Judging the results just qualitatively. . . they're really really Really Good. (But don't take our word for it, try it out. We have colab notebooks that downloads the model and the data within a few clicks, and you can use it to search papers in CS). We are looking for ways to give our qualitative experiences quantitative metrics. If you have any ideas, please contact us at Research2vec@gmail.com .
We have gained quite a bit of insight during this project, and have idea of what may further improve the quality of the results. We have quite a few ideas on variations on our model which we are curious to test out in the near future.
Since the Semantic Scholar corpus is so large, we can only test subsets of subjects at a time, but there's no way to currently filter out a certain subset directly, so we have to get creative on how we create our subsets. We are hoping to improve upon our filtering methods to get more specific/accurate subsets from the corpus.
We are also hoping to figure out ways to increase the number of parameters we can train word2vec on. Currently, our capacity is around 15 million. We are aiming to get up to 179 million, which would take up a ton of memory (200 gb?) to have them all loaded into memory at the same time. If you have any ideas for this, please get in touch.
We are also looking to perform experiments and write up our work in a high enough level of quality that would make a significant contribution to the field of NLP, and thus qualify for getting accepted into a prestigious venue/journal.
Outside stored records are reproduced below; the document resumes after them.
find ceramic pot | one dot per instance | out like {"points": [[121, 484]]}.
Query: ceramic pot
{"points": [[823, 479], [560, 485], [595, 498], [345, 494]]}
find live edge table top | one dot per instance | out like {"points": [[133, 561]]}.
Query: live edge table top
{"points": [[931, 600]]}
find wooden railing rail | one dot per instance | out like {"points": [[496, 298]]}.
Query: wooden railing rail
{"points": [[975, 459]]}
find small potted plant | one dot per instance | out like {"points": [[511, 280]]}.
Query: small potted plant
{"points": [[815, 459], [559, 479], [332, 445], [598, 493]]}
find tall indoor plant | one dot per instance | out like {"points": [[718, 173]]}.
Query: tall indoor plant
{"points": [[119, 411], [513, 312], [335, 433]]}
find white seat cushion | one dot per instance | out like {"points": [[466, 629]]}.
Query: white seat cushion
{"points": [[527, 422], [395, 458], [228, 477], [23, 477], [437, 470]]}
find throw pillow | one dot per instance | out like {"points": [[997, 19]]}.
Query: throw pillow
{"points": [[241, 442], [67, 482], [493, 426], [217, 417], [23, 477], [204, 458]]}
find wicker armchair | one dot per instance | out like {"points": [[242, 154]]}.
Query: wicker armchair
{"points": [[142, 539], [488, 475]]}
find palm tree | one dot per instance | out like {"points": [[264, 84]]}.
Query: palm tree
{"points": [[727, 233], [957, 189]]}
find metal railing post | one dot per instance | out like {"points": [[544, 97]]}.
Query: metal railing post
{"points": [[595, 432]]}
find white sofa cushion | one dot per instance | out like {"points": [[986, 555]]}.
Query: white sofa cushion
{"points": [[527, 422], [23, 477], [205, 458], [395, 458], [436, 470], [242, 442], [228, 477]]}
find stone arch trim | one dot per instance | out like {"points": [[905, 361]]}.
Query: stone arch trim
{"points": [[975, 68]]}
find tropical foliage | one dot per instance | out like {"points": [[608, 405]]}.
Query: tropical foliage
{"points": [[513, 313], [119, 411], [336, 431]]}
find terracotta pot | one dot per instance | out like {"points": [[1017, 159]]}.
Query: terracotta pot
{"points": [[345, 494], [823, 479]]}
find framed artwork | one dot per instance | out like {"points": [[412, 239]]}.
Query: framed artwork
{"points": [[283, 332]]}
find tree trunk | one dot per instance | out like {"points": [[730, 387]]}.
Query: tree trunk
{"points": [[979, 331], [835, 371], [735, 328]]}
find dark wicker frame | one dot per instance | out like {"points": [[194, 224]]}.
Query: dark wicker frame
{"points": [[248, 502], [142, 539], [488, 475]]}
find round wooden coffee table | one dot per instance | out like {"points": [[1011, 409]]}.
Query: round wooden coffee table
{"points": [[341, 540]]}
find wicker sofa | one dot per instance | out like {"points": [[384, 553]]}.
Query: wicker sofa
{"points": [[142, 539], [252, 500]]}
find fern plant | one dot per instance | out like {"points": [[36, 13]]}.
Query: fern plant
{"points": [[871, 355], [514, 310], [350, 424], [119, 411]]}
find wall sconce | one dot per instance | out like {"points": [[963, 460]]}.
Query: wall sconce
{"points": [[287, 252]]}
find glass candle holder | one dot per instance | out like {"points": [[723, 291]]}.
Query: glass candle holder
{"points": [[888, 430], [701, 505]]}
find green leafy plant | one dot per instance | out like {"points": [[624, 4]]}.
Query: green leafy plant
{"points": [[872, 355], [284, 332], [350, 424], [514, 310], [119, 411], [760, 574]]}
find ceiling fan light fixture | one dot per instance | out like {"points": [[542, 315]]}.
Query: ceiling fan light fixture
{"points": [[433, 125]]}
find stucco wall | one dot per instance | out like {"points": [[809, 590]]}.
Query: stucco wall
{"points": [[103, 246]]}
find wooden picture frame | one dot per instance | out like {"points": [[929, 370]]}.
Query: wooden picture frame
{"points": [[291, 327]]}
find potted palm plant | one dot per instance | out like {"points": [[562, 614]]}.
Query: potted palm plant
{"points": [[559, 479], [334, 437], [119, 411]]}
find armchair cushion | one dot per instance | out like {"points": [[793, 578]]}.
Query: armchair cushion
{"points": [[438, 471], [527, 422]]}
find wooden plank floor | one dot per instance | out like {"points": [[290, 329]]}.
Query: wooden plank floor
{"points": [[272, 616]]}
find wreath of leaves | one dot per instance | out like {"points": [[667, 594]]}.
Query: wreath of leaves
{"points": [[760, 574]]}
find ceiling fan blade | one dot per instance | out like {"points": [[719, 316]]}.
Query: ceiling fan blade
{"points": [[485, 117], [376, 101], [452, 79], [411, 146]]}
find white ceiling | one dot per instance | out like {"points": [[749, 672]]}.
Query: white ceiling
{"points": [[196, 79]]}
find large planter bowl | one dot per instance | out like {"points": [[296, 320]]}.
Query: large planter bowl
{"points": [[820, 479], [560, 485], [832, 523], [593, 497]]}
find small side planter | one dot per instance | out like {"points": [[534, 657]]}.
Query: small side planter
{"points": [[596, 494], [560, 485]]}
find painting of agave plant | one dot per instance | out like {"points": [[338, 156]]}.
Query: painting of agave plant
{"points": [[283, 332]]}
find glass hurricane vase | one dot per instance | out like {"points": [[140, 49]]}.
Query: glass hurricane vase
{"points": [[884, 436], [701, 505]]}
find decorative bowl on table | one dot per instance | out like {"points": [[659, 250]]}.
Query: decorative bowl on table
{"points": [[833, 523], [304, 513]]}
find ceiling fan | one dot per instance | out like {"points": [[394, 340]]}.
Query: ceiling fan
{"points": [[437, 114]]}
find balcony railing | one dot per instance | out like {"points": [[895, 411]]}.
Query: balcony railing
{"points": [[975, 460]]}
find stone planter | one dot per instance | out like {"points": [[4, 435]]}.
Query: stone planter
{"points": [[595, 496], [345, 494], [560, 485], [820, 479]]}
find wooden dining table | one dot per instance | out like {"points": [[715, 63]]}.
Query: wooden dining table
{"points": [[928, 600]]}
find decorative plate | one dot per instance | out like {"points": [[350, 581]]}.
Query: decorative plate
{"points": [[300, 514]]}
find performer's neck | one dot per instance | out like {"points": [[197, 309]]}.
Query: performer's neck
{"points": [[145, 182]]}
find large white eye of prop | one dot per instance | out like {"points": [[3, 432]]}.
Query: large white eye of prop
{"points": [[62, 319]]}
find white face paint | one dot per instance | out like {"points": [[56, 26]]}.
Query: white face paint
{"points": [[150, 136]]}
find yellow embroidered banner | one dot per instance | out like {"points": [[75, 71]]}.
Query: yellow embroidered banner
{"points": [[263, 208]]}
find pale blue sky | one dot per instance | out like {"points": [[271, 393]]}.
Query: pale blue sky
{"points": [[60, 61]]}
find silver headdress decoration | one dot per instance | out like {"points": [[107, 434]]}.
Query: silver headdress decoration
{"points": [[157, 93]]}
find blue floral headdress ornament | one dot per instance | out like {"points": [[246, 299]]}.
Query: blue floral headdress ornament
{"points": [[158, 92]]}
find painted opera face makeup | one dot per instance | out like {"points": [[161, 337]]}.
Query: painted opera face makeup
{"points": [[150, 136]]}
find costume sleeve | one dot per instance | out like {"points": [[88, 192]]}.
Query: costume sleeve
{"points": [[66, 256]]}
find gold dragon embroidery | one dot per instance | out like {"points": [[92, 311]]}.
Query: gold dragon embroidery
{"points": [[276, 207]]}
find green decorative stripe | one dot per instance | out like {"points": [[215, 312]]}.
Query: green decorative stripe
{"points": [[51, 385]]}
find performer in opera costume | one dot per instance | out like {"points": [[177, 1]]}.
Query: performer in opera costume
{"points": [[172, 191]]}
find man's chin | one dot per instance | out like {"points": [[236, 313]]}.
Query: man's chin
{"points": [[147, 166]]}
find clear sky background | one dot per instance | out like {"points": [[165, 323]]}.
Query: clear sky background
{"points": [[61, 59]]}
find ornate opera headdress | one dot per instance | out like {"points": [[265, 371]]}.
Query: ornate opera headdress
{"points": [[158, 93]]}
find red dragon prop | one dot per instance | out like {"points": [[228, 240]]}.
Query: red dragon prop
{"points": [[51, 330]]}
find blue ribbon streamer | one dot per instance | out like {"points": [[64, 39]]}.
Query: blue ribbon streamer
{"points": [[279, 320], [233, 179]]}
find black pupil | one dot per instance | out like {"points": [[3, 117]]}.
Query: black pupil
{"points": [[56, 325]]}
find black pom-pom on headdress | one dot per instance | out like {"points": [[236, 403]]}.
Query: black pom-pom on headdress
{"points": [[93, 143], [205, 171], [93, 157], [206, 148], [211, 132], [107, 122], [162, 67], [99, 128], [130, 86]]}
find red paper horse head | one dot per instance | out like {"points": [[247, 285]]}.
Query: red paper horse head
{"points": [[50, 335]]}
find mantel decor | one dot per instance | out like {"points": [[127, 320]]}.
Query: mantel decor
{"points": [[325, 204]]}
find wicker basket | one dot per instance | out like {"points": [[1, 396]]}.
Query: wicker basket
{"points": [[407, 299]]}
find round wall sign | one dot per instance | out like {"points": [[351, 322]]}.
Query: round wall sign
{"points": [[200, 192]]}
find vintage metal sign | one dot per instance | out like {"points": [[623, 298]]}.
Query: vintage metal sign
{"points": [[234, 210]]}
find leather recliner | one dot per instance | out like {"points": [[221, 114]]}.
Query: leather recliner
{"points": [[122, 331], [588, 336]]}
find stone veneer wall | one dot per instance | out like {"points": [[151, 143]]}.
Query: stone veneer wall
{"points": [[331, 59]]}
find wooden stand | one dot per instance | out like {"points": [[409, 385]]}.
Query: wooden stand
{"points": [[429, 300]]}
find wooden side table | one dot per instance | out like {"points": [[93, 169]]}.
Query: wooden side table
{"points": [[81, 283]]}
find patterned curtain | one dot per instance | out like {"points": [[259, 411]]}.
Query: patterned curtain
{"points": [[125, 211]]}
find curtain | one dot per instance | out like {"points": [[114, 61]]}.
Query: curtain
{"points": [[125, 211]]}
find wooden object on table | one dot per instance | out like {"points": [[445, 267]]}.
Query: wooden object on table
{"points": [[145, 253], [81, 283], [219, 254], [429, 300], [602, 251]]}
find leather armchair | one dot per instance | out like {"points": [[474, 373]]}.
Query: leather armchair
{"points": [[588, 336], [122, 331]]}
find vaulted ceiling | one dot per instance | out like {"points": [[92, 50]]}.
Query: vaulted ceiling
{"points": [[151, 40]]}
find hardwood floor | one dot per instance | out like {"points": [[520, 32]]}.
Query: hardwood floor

We are also looking for mentors who have accomplished this. If interested, please get in contact with us.
We want to keep expanding our project to other fields! Can our solution help find new applications for materials in other fields than the one it was discovered for? We also want to increase the relevance of the recommended papers by optimizing and trying other solutions.
Our goal is still to make something meaningful for the scientific community, and this prototype is just the first step of our collaboration.